Une saga de science-fiction militaire ambitieuse où il faut sérieusement s’accrocher pour en apprécier toute la teneur

Premier tome de la trilogie The Machineries of Empire, Le Gambit du Renard est paru dans la collection Lunes D’encre chez Denoël en fin d’année 2018. Depuis, le second tome intitulé Le Stratagème du Corbeau est paru quant à lui en janvier 2020.

Le troisième tome est encore en attente de parution en France à la date où cet article est rédigé (mai 2021).

Yoon Ha Lee est un auteur américain d’origine coréenne, il a écrit quantité de nouvelles avant de publier son premier roman, Le Gambit du Renard.

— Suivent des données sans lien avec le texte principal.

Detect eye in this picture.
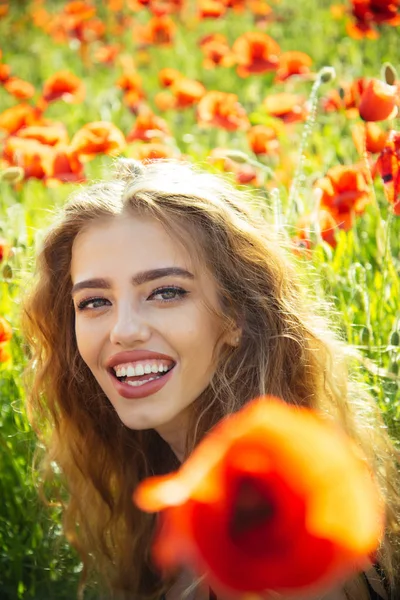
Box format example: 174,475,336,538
148,286,189,302
77,296,111,310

Une guerre aux enjeux terribles se prépare…

Dans le premier tome, nous suivons la capitaine en disgrâce Kel Cheris. Pour son précédent combat, elle a fait usage d’armes non conventionnelles, cette incartade va lui coûter cher… Sa punition est aussi étrange qu’originale : elle va devoir fusionner son esprit avec un ancien général de guerre mort et travailler avec lui lors de son prochain combat.

Et justement, cette guerre à venir ne se fait pas attendre : Kel Cheris est promue général à titre temporaire et doit tout faire pour mater l’hérésie qui se profile dans la forteresse des Aiguilles Diffuses…

C’est ainsi que Cheris va tout faire pour redorer son blason aux yeux de l’Hexarcat, mais sans avoir nécessairement tous les éléments pour avoir un avis objectif sur cette guerre…

D’une complexité harassante

La saga The Machineries of Empires est d’une ambition folle, c’est le moins que l’on puisse en dire. Mais elle est également d’une complexité telle qu’elle ne conviendra pas à tout le monde. Ce fut mon cas, passée la moitié du premier tome, j’ai commencé à perdre pied.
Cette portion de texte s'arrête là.